“省エネ半導体”の開発にめど 青色発光ダイオードの材料使用

“省エネ半導体”の開発にめど 青色発光ダイオードの材料使用
ノーベル物理学賞受賞者の名古屋大学の天野浩教授が16日、東京で開かれたシンポジウムで青色発光ダイオードの材料を使った半導体の開発にめどがついたと発表しました。電化製品の省エネに役立つと期待されていて、今後、低コスト化に取り組みたいとしています。
天野教授らは、物質・材料研究機構などとの共同研究で、青色発光ダイオードの材料「窒化ガリウム」を使った、エネルギー効率がよく省エネにつながる半導体の開発を進めています。

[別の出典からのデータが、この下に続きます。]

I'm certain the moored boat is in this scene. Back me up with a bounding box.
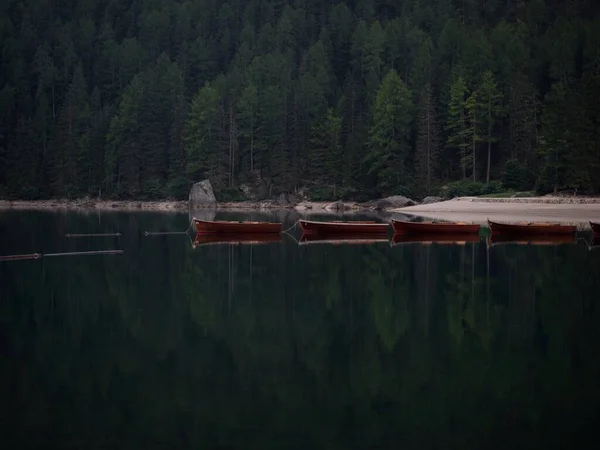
[392,219,480,235]
[488,234,577,247]
[298,220,389,235]
[391,233,480,247]
[488,220,577,236]
[298,233,388,245]
[192,233,281,248]
[193,218,281,234]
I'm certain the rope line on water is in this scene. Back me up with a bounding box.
[0,250,125,261]
[144,219,194,236]
[282,220,300,234]
[65,233,121,237]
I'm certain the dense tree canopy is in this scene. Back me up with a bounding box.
[0,0,600,198]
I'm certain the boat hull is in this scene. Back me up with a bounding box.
[391,233,481,247]
[194,219,281,234]
[488,234,577,247]
[392,219,480,235]
[298,233,388,245]
[192,233,281,248]
[298,220,389,236]
[488,220,577,236]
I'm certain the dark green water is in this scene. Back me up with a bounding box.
[0,212,600,449]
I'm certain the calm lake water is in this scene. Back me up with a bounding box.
[0,212,600,449]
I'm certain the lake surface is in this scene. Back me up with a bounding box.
[0,212,600,449]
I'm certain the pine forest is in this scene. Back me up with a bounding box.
[0,0,600,201]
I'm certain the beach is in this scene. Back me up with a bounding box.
[390,197,600,229]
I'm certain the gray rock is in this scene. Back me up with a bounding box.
[374,195,417,210]
[277,194,290,206]
[189,180,217,206]
[421,195,444,205]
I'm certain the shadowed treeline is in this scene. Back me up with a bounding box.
[0,213,600,449]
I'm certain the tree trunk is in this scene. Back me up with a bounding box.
[485,141,492,184]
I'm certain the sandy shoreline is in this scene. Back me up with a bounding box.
[0,199,370,214]
[0,197,600,229]
[392,197,600,229]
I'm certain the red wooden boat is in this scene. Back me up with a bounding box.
[192,233,281,248]
[488,220,577,236]
[298,233,388,245]
[298,220,389,236]
[488,234,577,247]
[392,219,480,235]
[193,218,281,234]
[391,233,480,247]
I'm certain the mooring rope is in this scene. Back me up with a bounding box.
[65,233,121,237]
[0,253,42,261]
[144,219,194,236]
[0,250,125,261]
[282,220,300,234]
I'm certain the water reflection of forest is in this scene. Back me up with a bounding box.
[0,214,600,448]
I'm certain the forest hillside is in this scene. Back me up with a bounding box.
[0,0,600,200]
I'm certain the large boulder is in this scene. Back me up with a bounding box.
[421,195,444,205]
[374,195,417,210]
[189,180,217,206]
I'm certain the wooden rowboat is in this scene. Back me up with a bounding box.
[298,233,388,245]
[392,219,480,235]
[193,218,281,234]
[488,234,577,247]
[488,220,577,236]
[390,233,480,247]
[192,233,281,248]
[298,220,389,236]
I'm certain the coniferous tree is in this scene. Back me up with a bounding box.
[365,70,413,193]
[445,75,469,179]
[478,70,504,184]
[415,84,440,195]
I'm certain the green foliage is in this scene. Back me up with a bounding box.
[439,180,504,198]
[502,159,535,190]
[0,0,600,198]
[365,70,413,193]
[445,75,469,178]
[215,188,248,202]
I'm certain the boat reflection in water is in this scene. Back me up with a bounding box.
[487,234,577,247]
[192,233,281,248]
[390,233,480,247]
[298,232,389,245]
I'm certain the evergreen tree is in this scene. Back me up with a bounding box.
[445,75,469,179]
[415,84,440,195]
[184,83,225,186]
[365,70,413,193]
[478,70,504,184]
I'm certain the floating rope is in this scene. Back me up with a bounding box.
[0,250,125,261]
[144,219,194,236]
[65,233,121,237]
[42,250,125,258]
[0,253,42,261]
[282,220,300,234]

この半導体は、一般的なシリコンを使ったものに比べて高い電圧に耐えられるなどのメリットがある一方で、電流が漏れるなどの課題もありますが、品質を高めることでクリアできたということです。

エアコンなどにこの半導体を利用すると電力消費を1割程度抑え、省エネに役立つということで、今後、電化製品などに使えるよう基礎的な技術を2年後までに確立するとともにコストを今の100分の1に下げたいとしています。

天野教授は「実際に使ってもらうために、安く大量に生産できる手法などを検討したい」と話していました。